Dr. Russo described LIMS in great detail. Such a system, he said, is designed to organize data produced by a laboratory, allow for easy search and recall, assist with scheduling lab activities, generate useful reports and track measurements (results, limits, errors, and dates), activities (methods, revisions, and schedules), personnel (role, restrictions, and qualifications), and products (name, type, cost, hazards, location, and age).
While LIMS can benefit laboratories greatly, these systems fail half or more of the time, Dr. Russo said. Reasons include not thoroughly understanding the process, starting with a problem that is too big, not having the ability to customize easily, poor identification and sharing of goals, inadequate financial and staff resources, clients not being involved from the beginning, resistance to change, lack of management commitment, and no plan to manage the changeover.
Dr. Russo also detailed the benefits of archiving data in standard formats, which make unrestricted data manipulation possible, provide the ability to retrieve the raw data long after the instrument is gone, and allow the flexibility to display and analyze data using the most appropriate software tool.
Dr. Hamilton talked about lab automation trends over the past several years. "Automation has matured, providing more reliable and sophisticated, but also more expensive systems. The number of technology providers has mushroomed, leading to increased consolidation.
"Early fascination with ever-increasing throughput has shifted to an emphasis on improving the quality and relevance of data, leading to trends such as high-content screening and more targeted, druglike compound synthesis."

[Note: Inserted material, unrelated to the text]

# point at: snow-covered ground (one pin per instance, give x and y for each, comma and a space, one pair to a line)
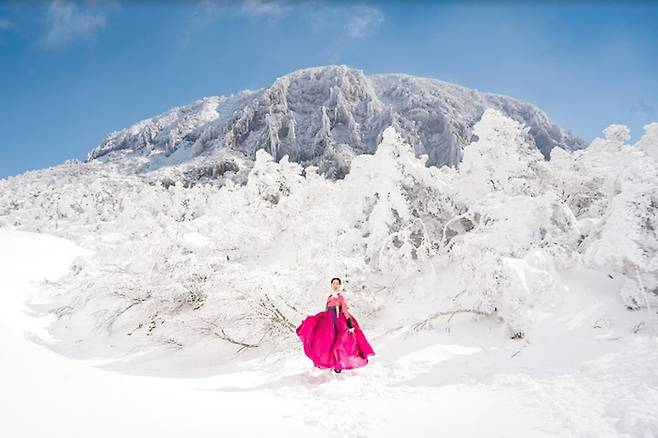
510, 297
585, 374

Many organizations, according to Dr. Hamilton, find that their R&D structure is not suited to the "industrialized research factory" model. Bottlenecks can appear upstream or downstream, and restructuring has become popular.
Miniaturization has made strides, but not as fast as "overexpected," he said. He detailed hot technologies, showing that some mature ones will still have a double-digit growth rate in the foreseeable future. He discussed some of the newer technologies, such as nano/picoliter liquid handling, noncontact transfer, and high content screening.

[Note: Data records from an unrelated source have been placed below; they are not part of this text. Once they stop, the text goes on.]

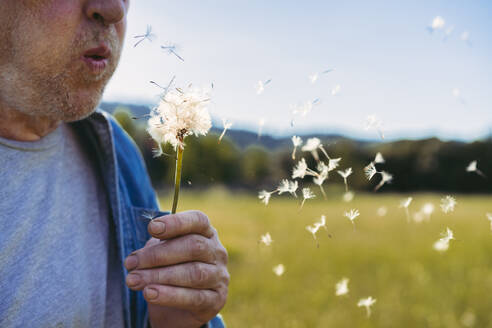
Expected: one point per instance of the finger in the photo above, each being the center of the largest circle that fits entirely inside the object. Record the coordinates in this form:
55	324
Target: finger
191	275
189	248
182	298
184	223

Pharmacogenomics and molecular diagnostics are generally considered to be the most significant growth areas for tools and technology.
"Pharmacogenomics and molecular diagnostics have many automated procedures in common," Dr. Hamilton explained. "We're seeing a shift from large automated systems derived from the Human Genome Project to workstation-scale automation.
"Recent advances include better purification directly from whole blood, real-time PCR (rtPCR) for simultaneous amplification and detection, and eventual linking of purification and rtPCR.